Wait here's some large screw on types but I think they have others . . . 

Shaker Tops

Reactions: Thank You! 1


----------



## Gixxerjoe04 (Nov 8, 2014)

Hmm, well I don't know the exact size but I found the picture of what I'm wanting to make, figured an inch might be a little too small looking.


----------



## Kevin (Nov 8, 2014)

Those are cool. I bet you can find some. Use the search term 'salt and pepper shaker tops' and there's tons of hits.


----------



## Mike Mills (Nov 8, 2014)

No idea if it would work for you but I would turn the holder like the base of a box to the size you like.
Finish the inside and leave a recess at the bottom to glue a bottom in. Use one of these in the bottom to fill.
Reverse to finish top and drill holes in the top as you desire for salt or pepper.
Stopper/bung..
http://www.packardwoodworks.com/Mer...e=packard&Category_Code=proj-supp-salpep-sals

Reactions: Agree 1


----------



## Sprung (Nov 8, 2014)

Joe, I can't help you on where to find tops like that, but if you do find them, please post where you found them here. I like those tops, and my wife's been wanting me to make her a salt shaker...


----------



## SENC (Nov 14, 2014)

Joe... was looking through the latest woodturners catalog and saw a 1-3/8 shaker top...

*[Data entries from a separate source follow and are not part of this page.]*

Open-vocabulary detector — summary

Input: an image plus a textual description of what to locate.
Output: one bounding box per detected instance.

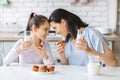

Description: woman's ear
[32,25,37,32]
[61,19,67,26]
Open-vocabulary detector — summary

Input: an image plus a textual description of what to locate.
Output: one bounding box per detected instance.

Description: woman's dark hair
[26,13,48,31]
[49,9,88,42]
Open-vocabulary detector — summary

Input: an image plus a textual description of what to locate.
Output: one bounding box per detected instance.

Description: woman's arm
[3,40,21,65]
[40,42,55,65]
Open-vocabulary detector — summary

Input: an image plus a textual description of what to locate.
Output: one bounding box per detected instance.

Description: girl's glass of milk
[24,31,32,42]
[87,55,100,76]
[76,29,85,42]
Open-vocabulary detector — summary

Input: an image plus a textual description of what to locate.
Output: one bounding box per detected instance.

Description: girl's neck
[32,36,42,44]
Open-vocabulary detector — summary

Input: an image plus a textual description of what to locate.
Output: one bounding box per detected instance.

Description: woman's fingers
[76,39,88,50]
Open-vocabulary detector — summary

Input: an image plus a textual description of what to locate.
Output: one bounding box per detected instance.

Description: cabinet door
[4,41,19,62]
[0,41,4,65]
[4,42,15,55]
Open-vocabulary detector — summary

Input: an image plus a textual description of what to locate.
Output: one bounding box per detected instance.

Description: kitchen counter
[0,32,61,41]
[0,32,120,41]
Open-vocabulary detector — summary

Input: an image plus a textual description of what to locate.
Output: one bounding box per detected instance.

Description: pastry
[32,65,39,72]
[38,65,47,72]
[58,40,66,46]
[47,66,55,72]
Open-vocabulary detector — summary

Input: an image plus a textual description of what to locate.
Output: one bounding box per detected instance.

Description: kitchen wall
[0,0,114,32]
[0,0,120,65]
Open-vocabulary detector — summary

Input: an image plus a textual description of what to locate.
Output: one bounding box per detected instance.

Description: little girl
[3,13,54,65]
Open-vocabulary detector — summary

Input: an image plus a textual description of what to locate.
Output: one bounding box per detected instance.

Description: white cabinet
[0,41,15,65]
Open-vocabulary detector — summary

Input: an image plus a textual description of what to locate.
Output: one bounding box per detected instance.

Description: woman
[49,9,117,66]
[3,13,54,65]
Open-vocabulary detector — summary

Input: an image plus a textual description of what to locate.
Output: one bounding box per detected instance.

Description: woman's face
[50,20,68,37]
[36,21,50,40]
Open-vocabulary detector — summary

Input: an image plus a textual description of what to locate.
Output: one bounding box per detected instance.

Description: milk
[87,63,100,76]
[24,36,31,42]
[76,29,85,42]
[87,55,100,76]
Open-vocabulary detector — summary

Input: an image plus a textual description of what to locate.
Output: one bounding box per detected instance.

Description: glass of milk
[87,55,100,76]
[24,31,32,42]
[76,29,85,42]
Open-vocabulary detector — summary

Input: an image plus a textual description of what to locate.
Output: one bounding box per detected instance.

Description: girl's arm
[3,39,22,65]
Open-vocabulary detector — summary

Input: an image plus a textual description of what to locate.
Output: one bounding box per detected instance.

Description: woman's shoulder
[41,40,49,46]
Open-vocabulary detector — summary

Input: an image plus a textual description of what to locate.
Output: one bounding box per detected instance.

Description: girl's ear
[32,25,37,32]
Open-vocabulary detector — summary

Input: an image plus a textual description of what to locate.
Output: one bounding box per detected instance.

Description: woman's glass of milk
[24,31,32,42]
[87,55,100,76]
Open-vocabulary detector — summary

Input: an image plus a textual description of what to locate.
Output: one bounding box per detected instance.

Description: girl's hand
[16,41,32,54]
[75,38,91,52]
[36,47,48,60]
[56,42,65,57]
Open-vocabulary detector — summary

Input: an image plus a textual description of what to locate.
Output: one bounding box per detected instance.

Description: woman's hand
[75,38,91,53]
[36,47,48,60]
[56,42,65,57]
[16,41,32,54]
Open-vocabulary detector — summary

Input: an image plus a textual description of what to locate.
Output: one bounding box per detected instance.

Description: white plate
[33,71,55,75]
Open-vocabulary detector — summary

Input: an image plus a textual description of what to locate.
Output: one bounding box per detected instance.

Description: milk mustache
[87,56,100,76]
[76,29,85,42]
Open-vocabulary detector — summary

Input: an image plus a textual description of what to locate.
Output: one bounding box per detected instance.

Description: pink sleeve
[43,42,55,65]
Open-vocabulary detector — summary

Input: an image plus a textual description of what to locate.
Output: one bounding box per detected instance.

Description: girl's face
[50,19,68,37]
[36,21,50,40]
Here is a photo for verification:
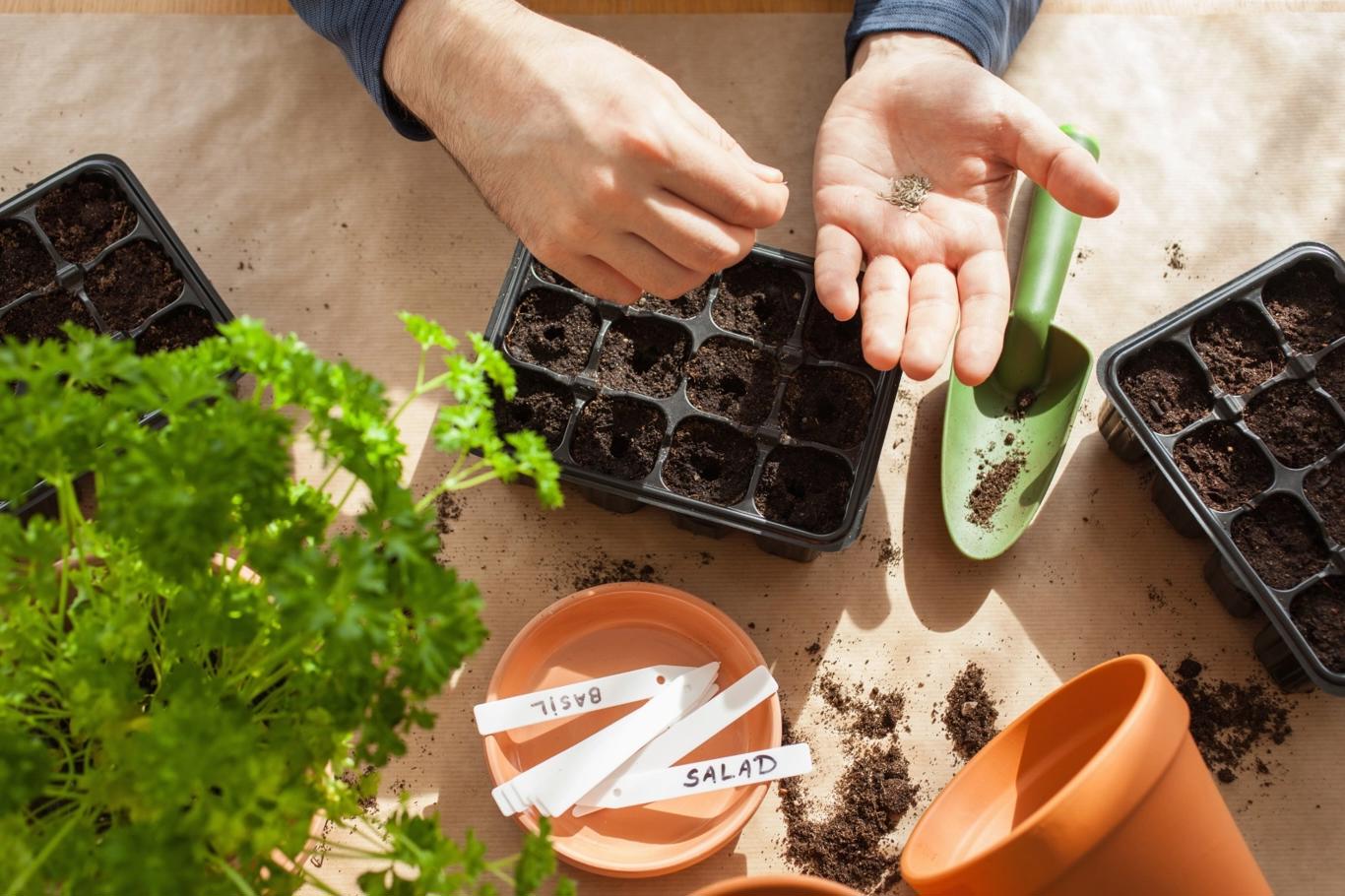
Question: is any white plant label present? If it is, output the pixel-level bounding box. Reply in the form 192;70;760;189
472;666;694;736
600;744;812;808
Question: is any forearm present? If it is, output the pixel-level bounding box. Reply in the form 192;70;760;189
383;0;533;154
846;0;1041;74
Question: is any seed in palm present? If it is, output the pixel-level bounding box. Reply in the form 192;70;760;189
878;175;933;212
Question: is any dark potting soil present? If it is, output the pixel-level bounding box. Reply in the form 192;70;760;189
967;443;1028;532
803;302;865;367
37;175;136;264
1173;422;1275;510
943;664;999;760
1261;261;1345;352
434;491;463;536
663;417;757;506
85;239;183;331
1234;493;1331;589
1173;657;1294;785
0;221;56;304
136;305;220;355
779;672;920;893
637;280;710;320
1191;301;1285;396
780;366;873;448
1121;342;1214;433
570;396;668;479
1289;577;1345;672
1304;456;1345;544
808;670;907;746
0;292;96;342
504;289;599;374
710;260;803;343
756;445;854;534
493;367;574;449
1246;379;1345;467
598;317;691;398
1316;349;1345;395
686;338;780;426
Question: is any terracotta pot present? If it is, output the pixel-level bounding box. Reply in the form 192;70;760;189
691;874;860;896
901;655;1271;896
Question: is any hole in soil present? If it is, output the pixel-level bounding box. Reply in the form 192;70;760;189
663;417;757;506
1234;493;1330;589
1316;349;1345;395
37;175;137;264
0;221;56;304
0;292;96;342
570;396;668;479
136;305;220;355
1261;261;1345;352
710;258;803;343
1173;422;1275;510
640;280;710;320
1246;379;1345;467
1304;456;1345;544
1191;301;1285;396
803;294;865;367
780;366;873;448
598;317;691;398
504;289;599;374
493;367;574;449
1289;576;1345;672
686;337;780;426
1121;342;1214;433
85;239;183;331
756;445;854;534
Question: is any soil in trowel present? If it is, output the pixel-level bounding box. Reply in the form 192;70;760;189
1173;657;1294;785
967;433;1028;532
780;672;920;893
943;664;999;760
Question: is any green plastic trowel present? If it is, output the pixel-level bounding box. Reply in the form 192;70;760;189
941;125;1098;559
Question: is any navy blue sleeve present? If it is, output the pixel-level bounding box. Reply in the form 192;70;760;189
845;0;1041;74
289;0;434;140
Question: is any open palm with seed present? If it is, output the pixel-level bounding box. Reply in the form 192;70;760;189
812;33;1118;385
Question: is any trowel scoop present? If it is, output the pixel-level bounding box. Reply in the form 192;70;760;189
940;125;1098;559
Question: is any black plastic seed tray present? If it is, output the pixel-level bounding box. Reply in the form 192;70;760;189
485;236;900;561
0;155;236;514
1098;242;1345;695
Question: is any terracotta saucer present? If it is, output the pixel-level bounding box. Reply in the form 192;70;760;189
485;583;780;877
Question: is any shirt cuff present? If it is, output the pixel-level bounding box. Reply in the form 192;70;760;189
845;0;1030;74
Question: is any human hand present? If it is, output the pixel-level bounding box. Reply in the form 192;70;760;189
383;0;790;302
812;33;1120;386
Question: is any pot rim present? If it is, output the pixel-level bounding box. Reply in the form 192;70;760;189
901;654;1190;889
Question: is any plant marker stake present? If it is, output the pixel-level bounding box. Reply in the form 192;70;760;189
472;666;694;737
586;744;812;808
574;666;780;816
491;664;720;818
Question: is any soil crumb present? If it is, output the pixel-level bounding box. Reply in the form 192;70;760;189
1173;657;1294;785
943;662;999;760
873;539;901;572
563;551;659;591
780;672;920;893
878;175;933;212
1164;241;1186;271
967;448;1028;532
434;491;463;536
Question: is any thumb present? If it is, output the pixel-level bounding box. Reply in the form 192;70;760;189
1000;95;1121;218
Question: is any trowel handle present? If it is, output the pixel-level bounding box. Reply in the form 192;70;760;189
995;125;1098;393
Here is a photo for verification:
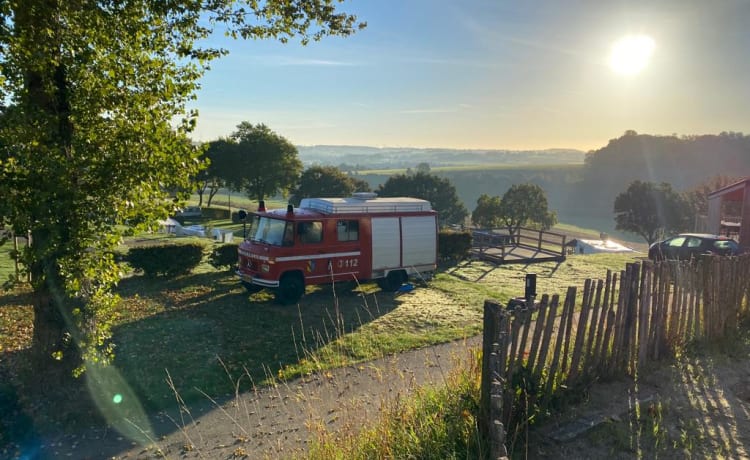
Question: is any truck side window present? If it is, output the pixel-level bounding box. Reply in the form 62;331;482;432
297;221;323;244
336;220;359;241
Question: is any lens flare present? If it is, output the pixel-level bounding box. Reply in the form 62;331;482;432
609;35;656;75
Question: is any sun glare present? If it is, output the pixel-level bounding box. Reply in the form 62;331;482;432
609;35;654;75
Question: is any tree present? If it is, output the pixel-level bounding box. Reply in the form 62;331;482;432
471;193;501;228
0;0;363;380
195;139;235;207
377;172;469;225
222;121;302;201
614;181;692;244
291;166;370;205
498;184;557;235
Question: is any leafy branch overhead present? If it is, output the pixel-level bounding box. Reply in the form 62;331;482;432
0;0;364;378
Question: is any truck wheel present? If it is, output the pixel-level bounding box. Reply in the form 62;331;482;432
378;270;407;292
276;273;305;305
240;281;263;294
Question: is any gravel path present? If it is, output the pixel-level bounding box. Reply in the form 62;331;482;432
31;337;481;459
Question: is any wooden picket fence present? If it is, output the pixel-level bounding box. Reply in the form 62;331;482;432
481;255;750;458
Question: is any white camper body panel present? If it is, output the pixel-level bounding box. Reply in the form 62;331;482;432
401;215;437;268
371;217;401;273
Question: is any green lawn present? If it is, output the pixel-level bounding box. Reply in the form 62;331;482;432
0;211;634;432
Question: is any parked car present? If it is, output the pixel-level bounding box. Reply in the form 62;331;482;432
648;233;740;260
175;206;203;217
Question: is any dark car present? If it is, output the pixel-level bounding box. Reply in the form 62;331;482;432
648;233;740;260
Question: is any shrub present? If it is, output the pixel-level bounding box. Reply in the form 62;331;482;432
208;243;239;270
232;209;250;224
127;243;203;277
438;230;471;262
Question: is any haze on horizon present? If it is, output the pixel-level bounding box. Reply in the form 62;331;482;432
194;0;750;150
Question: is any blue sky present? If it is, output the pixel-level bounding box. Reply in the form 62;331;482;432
194;0;750;150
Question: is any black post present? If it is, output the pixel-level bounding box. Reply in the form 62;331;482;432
237;209;247;240
524;273;536;308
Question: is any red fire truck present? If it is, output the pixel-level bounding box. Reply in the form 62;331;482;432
237;193;437;304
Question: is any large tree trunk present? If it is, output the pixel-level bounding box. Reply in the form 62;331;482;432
14;0;80;393
32;278;81;386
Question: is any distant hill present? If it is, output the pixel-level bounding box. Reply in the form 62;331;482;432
578;131;750;212
297;145;586;171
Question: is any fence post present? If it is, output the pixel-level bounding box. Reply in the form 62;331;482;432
479;300;509;459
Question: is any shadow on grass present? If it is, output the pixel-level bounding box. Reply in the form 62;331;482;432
0;271;400;458
113;272;397;411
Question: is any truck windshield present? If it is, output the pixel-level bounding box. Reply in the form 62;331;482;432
250;217;294;246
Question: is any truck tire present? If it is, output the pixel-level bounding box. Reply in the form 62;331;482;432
276;273;305;305
378;270;407;292
240;281;263;294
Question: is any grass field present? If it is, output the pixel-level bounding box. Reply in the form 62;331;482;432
0;222;644;418
357;163;583;176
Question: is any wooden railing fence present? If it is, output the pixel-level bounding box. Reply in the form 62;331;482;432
481;255;750;458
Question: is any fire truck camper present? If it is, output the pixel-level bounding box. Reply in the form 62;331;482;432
237;193;438;304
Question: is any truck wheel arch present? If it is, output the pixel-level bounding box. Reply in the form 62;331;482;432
378;270;409;292
276;270;305;305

http://www.woodturnerscatalog.com/p/54/5269/Turners-Select-Salt-Shaker-Cap?term=104-406

Reactions: Thank You! 1


----------



## Gixxerjoe04 (Nov 14, 2014)

Thanks for finding that, it's only the salt shaker part which sucks, think I might get a few then try to differentiate them with something.


----------



## SENC (Nov 14, 2014)

Gixxerjoe04 said:


> Thanks for finding that, it's only the salt shaker part which sucks, think I might get a few then try to differentiate them with something.


Maybe laminating an edge block (1/8"-1/4") on the bottom of your main block... ebony or abw for pepper and holly or antler or something white/light for salt?


----------